Tuesday, December 24, 2024

N.J. appeals court says judge wrong to cut class action lawyers' fees

Attorneys & Judges
Money 02

TRENTON, N.J. (Legal Newsline) – A judge let her experience in private practice affect her decision on whether to cut fees for class action lawyers, a New Jersey appeals court recently ruled.

On July 29, the Appellate Division told Monmouth County judge Mara Zazzali-Hogan to try again, after she had reduced fees that would have been awarded to The Wolf Law Firm and The Law Offices of Christopher J. McGinn.

The two pursued a class action against Shrewsbury Volkswagen over alleged Truth-in-Consumer Contract, Warranty, and Notice Act violations.
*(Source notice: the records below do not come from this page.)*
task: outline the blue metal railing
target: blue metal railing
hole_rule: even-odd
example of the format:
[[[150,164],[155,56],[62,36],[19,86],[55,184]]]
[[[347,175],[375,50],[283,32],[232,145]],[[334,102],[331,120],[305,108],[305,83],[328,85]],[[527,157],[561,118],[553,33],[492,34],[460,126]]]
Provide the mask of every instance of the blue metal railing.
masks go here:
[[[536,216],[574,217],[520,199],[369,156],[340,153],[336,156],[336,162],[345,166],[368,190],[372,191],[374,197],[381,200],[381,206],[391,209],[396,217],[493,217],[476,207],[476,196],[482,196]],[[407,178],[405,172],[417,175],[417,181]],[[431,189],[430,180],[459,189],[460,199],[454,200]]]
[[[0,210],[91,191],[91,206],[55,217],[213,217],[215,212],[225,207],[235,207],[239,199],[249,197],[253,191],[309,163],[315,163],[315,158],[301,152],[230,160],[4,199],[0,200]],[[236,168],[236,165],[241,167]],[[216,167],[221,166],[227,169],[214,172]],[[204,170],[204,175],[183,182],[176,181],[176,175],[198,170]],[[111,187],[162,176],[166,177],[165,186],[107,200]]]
Zazzali-Hogan ruled last year that those lawyers did not justify the $162,000 they requested, which represented nearly half the recovery for the settlement class. Zazzali-Hogan cut the hourly rates lawyers at those firms tried to charge and added a 5% enhancement, rather than the 25% requested.
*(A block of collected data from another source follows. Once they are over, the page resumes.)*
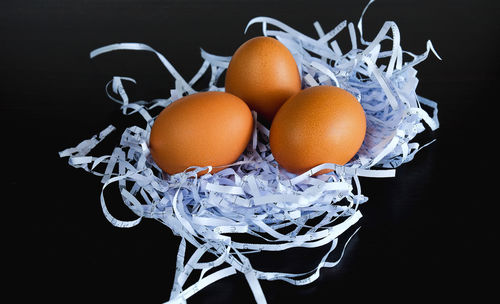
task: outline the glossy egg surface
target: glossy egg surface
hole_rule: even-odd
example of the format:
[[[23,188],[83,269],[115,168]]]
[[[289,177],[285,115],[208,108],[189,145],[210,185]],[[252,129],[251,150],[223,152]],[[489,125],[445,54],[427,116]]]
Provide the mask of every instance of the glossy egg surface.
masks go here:
[[[270,146],[276,161],[300,174],[323,163],[346,164],[363,143],[366,117],[352,94],[316,86],[291,97],[276,114]]]
[[[255,37],[232,56],[225,89],[271,122],[281,105],[300,91],[301,79],[295,59],[281,42]]]
[[[169,174],[190,166],[225,166],[243,153],[252,131],[252,113],[244,101],[225,92],[201,92],[163,109],[151,128],[149,148]]]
Lawyers would have ended up with about $120,000 had Zazzali-Hogan not been overruled by the Appellate Division.

“Class Counsel’s undisputed submissions mirrored the certifications deemed acceptable in Rendine,” Judge Greta Gooden Brown wrote.

“In rejecting Class Counsel’s submissions and reducing the hourly rate for all the attorneys and the paralegal, the judge relied on her personal experience in private practice, a methodology rejected in Walker.”

Class members received $125 apiece under the settlement. Zazzali-Hogan reduced the attorneys’ hourly rates by as much as $190 per hour when she came up with a final amount. She combed through the firms’ work in a 48-page decision, also finding that the case was relatively simple and didn’t require as many hours as was charged.

“Unfortunately here, the support for the fees consisted of recycled or boilerplate certifications with no reference to any details about this case,” Zazzali-Hogan wrote.

But she wrote that she relied on “fifteen years or private practice” when reaching her decision – a key point for the Appellate Division, which remanded the case for her to find a new formula to calculate fees.